Commercial but not crass
"Posters of Paris: Toulouse-Lautrec & His Contemporaries" opens Friday at the Milwaukee Art Museum.
Before you enter Posters of Paris: Toulouse-Lautrec & His Contemporaries at the Milwaukee Art Museum, observe the large title wall inside the expansive glass doors of the Baker/Rowland Galleries. This black-and-white 19th-century Parisian street scene, blown up massively from a tiny, grainy photograph, is more than window dressing. In the photo, a great many posters proclaim the wonders to be found in modern Paris. Our modern eyes see them through the charm and patina of time. The scene strikes our modern eyes as quaint. But it shows that even then, the Parisian public faced an onslaught of advertising.
The black-and-white prelude prepares our eyes for the vivacious color within. The exhibition, curated by Mary Weaver Chapin and augmented by a lavishly illustrated catalog, surveys the great wave of public advertising in the decadent Paris of the late 1800s. Such poster artists as Jules Chéret, lauded as the “Fragonard of the street,” captured this urban zeitgeist. Along with his lovely, anonymous and beguiling chérettes, he pictured singers, dancers and contortionists as if in still-frames in nightclub acts. Chéret hawks their entertainments to a public ready for fun. The poster artists were the carnival barkers, tempting with the pleasures of nightlife.
These big posters showed up in multiples on city walls, some in spaces reserved for advertisements. They also appeared on Morris columns, freestanding kiosks whose reason for existence was to hold up ads. You can still find these kiosks; look no further than Farwell and North Avenues, outside Hooligan’s Super Bar.
As Chapin noted, “We didn’t invent a thing.” Many modern modes of communication blossomed over a century ago, sans digital conveyance.
Toulouse-Lautrec stands at the center of this exhibition.

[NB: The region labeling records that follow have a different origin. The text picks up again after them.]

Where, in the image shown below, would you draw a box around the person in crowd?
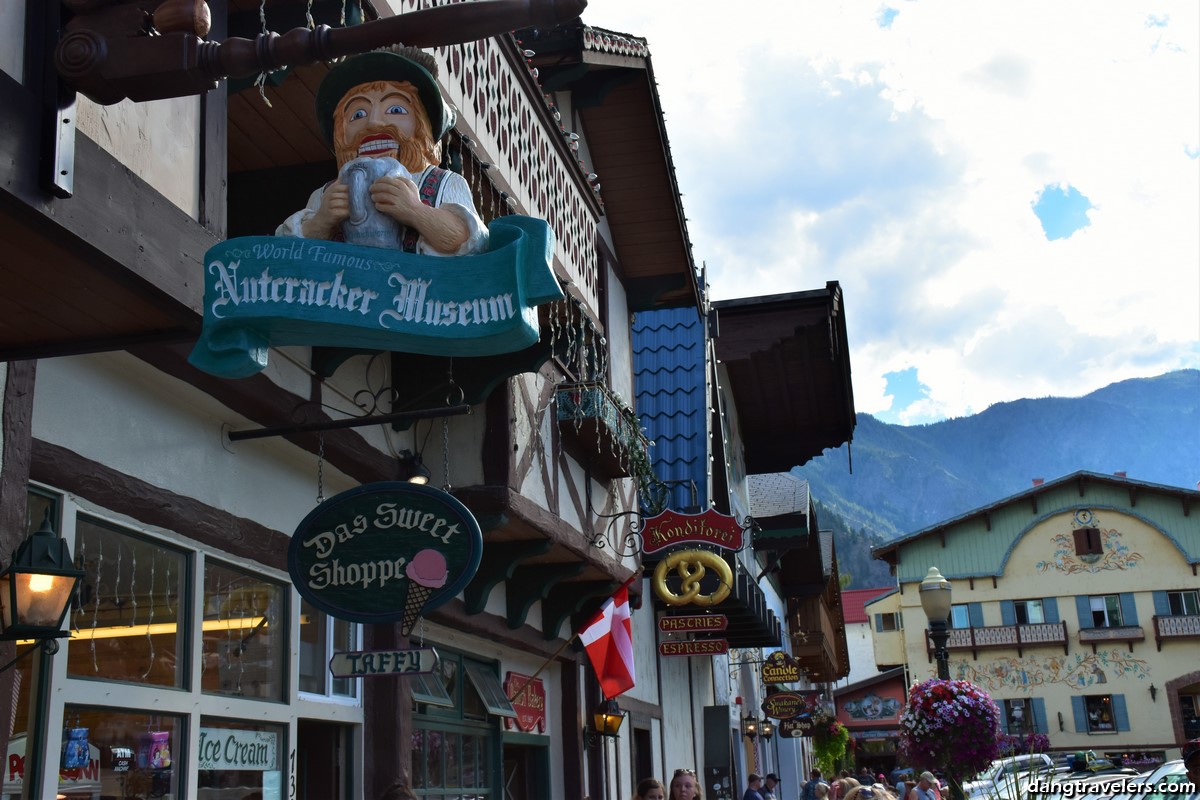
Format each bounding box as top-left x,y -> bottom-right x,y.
1181,739 -> 1200,793
908,770 -> 942,800
667,769 -> 701,800
634,777 -> 667,800
800,769 -> 821,800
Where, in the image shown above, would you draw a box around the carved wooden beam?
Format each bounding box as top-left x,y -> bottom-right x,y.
54,0 -> 587,106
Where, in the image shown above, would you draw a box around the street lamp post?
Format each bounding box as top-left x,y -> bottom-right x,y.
920,566 -> 964,800
920,566 -> 950,680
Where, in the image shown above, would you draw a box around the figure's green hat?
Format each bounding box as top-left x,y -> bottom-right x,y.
317,47 -> 454,148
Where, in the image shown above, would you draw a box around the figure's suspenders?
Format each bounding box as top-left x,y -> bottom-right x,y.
402,167 -> 448,253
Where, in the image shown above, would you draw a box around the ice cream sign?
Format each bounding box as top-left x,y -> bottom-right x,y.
288,482 -> 484,636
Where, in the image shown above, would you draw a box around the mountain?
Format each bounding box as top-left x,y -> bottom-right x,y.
792,369 -> 1200,588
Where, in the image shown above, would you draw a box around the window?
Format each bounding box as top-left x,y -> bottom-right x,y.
67,515 -> 188,688
1088,595 -> 1122,627
1013,600 -> 1046,625
875,612 -> 904,633
1073,528 -> 1104,555
300,600 -> 359,698
200,560 -> 288,700
1166,590 -> 1200,616
950,603 -> 971,627
1084,694 -> 1117,733
1001,698 -> 1037,735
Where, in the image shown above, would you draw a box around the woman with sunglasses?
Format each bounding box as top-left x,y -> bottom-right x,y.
667,770 -> 701,800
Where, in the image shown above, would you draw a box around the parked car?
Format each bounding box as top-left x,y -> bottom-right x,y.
962,753 -> 1054,800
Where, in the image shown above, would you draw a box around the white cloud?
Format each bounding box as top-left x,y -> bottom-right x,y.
584,0 -> 1200,421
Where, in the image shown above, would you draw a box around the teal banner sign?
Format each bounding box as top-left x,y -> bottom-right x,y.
188,215 -> 563,378
288,482 -> 484,636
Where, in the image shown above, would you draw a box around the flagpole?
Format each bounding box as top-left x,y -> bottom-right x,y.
509,633 -> 580,703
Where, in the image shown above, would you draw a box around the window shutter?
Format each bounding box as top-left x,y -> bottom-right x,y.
1120,591 -> 1138,625
1075,595 -> 1094,630
1154,590 -> 1171,616
1112,694 -> 1129,730
1030,697 -> 1050,733
1042,597 -> 1062,625
1070,694 -> 1087,733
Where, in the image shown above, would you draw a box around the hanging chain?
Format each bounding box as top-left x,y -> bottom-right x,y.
317,432 -> 325,504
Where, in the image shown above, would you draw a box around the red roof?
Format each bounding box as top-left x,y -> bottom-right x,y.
841,587 -> 895,625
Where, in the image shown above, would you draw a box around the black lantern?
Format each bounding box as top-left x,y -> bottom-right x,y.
583,700 -> 625,745
0,511 -> 84,649
742,717 -> 758,741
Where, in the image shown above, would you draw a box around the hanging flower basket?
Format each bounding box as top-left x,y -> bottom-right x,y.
556,383 -> 649,479
900,678 -> 1001,776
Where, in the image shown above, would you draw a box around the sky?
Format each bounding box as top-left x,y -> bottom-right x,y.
583,0 -> 1200,425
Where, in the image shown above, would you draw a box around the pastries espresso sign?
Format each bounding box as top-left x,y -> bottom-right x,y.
288,482 -> 484,636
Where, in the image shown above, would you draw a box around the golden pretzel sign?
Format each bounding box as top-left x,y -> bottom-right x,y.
654,551 -> 733,606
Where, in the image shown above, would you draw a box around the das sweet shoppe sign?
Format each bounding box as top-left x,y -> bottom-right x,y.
288,482 -> 484,636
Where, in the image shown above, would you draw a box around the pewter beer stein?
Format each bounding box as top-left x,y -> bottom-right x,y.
341,156 -> 413,249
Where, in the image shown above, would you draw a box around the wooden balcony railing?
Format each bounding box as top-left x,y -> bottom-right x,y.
1153,614 -> 1200,650
925,622 -> 1067,663
1079,625 -> 1146,652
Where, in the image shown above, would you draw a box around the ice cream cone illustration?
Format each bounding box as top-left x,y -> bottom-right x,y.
400,548 -> 446,636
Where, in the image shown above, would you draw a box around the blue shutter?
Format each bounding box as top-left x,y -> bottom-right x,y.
1120,591 -> 1138,625
1030,697 -> 1050,733
1070,694 -> 1087,733
1075,595 -> 1093,630
1154,591 -> 1171,616
1112,694 -> 1129,730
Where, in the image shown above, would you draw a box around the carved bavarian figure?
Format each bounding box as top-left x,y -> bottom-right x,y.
275,48 -> 487,255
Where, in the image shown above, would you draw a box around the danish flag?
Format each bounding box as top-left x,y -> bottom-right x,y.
580,575 -> 636,699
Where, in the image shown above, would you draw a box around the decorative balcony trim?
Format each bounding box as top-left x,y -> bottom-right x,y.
925,622 -> 1069,663
1079,625 -> 1146,652
1153,614 -> 1200,650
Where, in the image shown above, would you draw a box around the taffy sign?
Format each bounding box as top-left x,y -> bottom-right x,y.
288,482 -> 484,636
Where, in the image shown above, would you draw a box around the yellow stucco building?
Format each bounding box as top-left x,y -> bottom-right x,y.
866,473 -> 1200,766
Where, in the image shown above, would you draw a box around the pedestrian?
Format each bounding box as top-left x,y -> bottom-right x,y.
667,770 -> 701,800
634,777 -> 667,800
908,770 -> 942,800
800,769 -> 821,800
1180,739 -> 1200,788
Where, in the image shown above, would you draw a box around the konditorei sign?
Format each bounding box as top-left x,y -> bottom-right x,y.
288,481 -> 484,636
642,509 -> 745,553
187,220 -> 563,378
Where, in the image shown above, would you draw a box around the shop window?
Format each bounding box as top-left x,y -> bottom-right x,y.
67,515 -> 190,688
1166,590 -> 1200,616
196,717 -> 290,800
200,559 -> 288,700
950,603 -> 971,627
1013,600 -> 1046,625
58,703 -> 183,798
1088,595 -> 1123,627
875,612 -> 902,633
1084,694 -> 1117,733
299,600 -> 359,698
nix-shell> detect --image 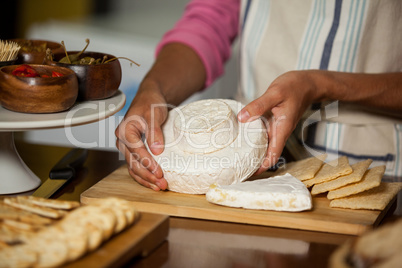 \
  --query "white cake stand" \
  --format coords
[0,91,126,194]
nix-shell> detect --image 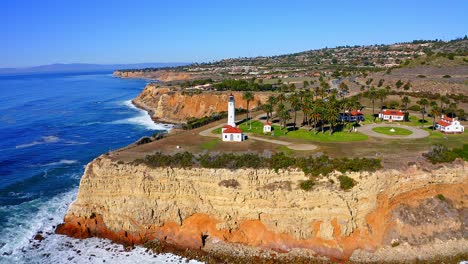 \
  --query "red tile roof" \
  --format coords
[351,111,362,116]
[383,110,405,116]
[437,120,450,127]
[223,127,242,134]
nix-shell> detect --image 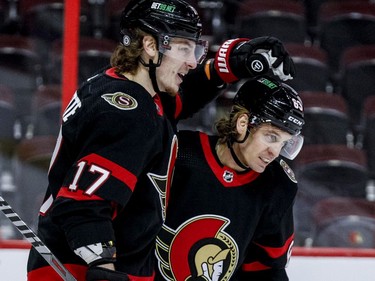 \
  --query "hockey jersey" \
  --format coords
[156,131,297,281]
[28,66,200,281]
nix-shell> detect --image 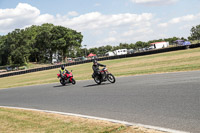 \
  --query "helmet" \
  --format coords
[61,65,65,70]
[93,59,97,65]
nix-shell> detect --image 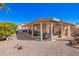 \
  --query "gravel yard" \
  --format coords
[0,34,79,56]
[0,40,79,56]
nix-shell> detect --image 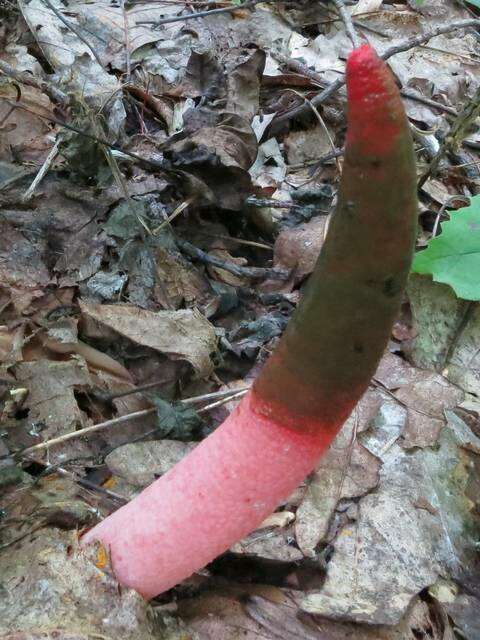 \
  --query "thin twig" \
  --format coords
[273,18,480,124]
[4,388,248,460]
[0,60,68,104]
[418,88,480,188]
[400,88,458,116]
[120,0,132,82]
[177,238,289,280]
[197,389,248,413]
[22,135,62,202]
[4,99,165,170]
[245,196,302,209]
[43,0,103,69]
[331,0,360,49]
[136,0,265,28]
[193,231,273,251]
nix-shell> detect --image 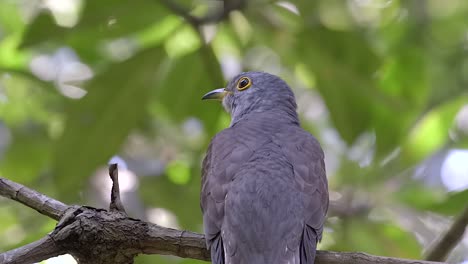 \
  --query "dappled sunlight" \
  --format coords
[0,0,468,264]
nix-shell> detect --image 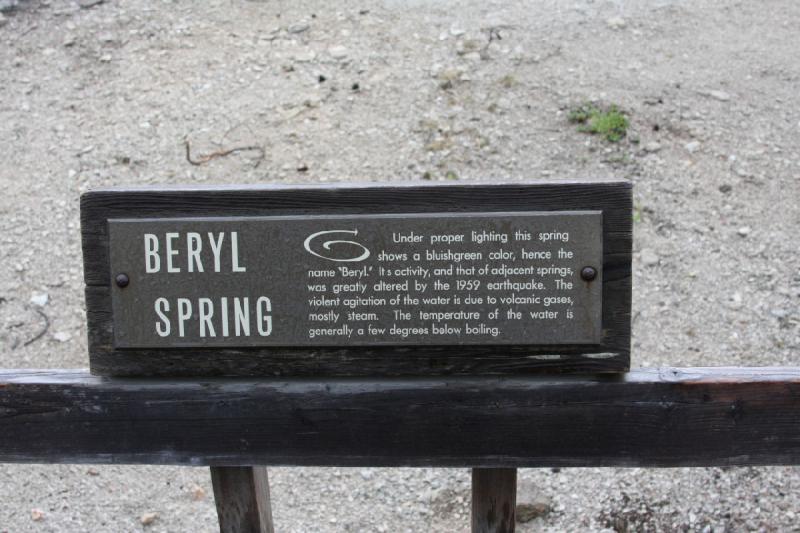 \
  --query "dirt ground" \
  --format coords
[0,0,800,532]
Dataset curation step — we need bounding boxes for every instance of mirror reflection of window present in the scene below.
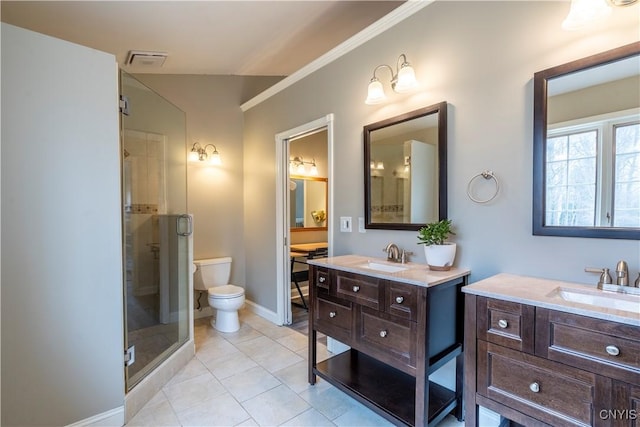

This aristocrat worked in the language of the street. His uncanny eye and unerring fluency of line captured body and soul, however noble or decadent. His first poster, for the Moulin Rouge, combines the shadow play of spectators and the bawdy, dancing force of La Goulue (“The Glutton”). Her skirts and leg fly, giving quite a show for the assembled crowd. As spectators on the street, we’re drawn in.
These posters quickly took on life beyond the street. They became desirable objects and gained currency as a bona fide form of art as early as the 1880s, when affichomanie, or “poster mania,” took hold and posters gained credence as fine art. They appeared in specialized exhibitions, and dealers promoted them. Serious fine artists — Pierre Bonnard and Henri-Gabriel Ibels, for example — worked in the field.
Despite their pedigrees as street advertising, these posters beg to be appraised with the lingering absorption traditionally devoted to paintings. Spend some time with them. Get close. Notice the vibrancy of color, the cleverness of text, the subtlety of the printing process. Fine speckles of red ink read as tender flesh. A little more density conjures a freshly roughed cheek. And note shifting tastes and trends. Late in the French Poster Era, simplicity and directness prevail as the artists tried to reach a public speeding by in cars. The 20th-century was upon them.
How to adapt to the digital age in the 21st century? With an interesting debate, to be sure. Much advertising today is ephemeral, beamed through TV or computer screens, pixilated for display on giant digital billboards. Media is massive and far more transient than these gorgeous relics, which continue to captivate our contemporary imaginations.
Posters of Paris: Toulouse-Lautrec & His Contemporaries opens Friday, June 1, at the Milwaukee Art Museum and runs through Sept. 1.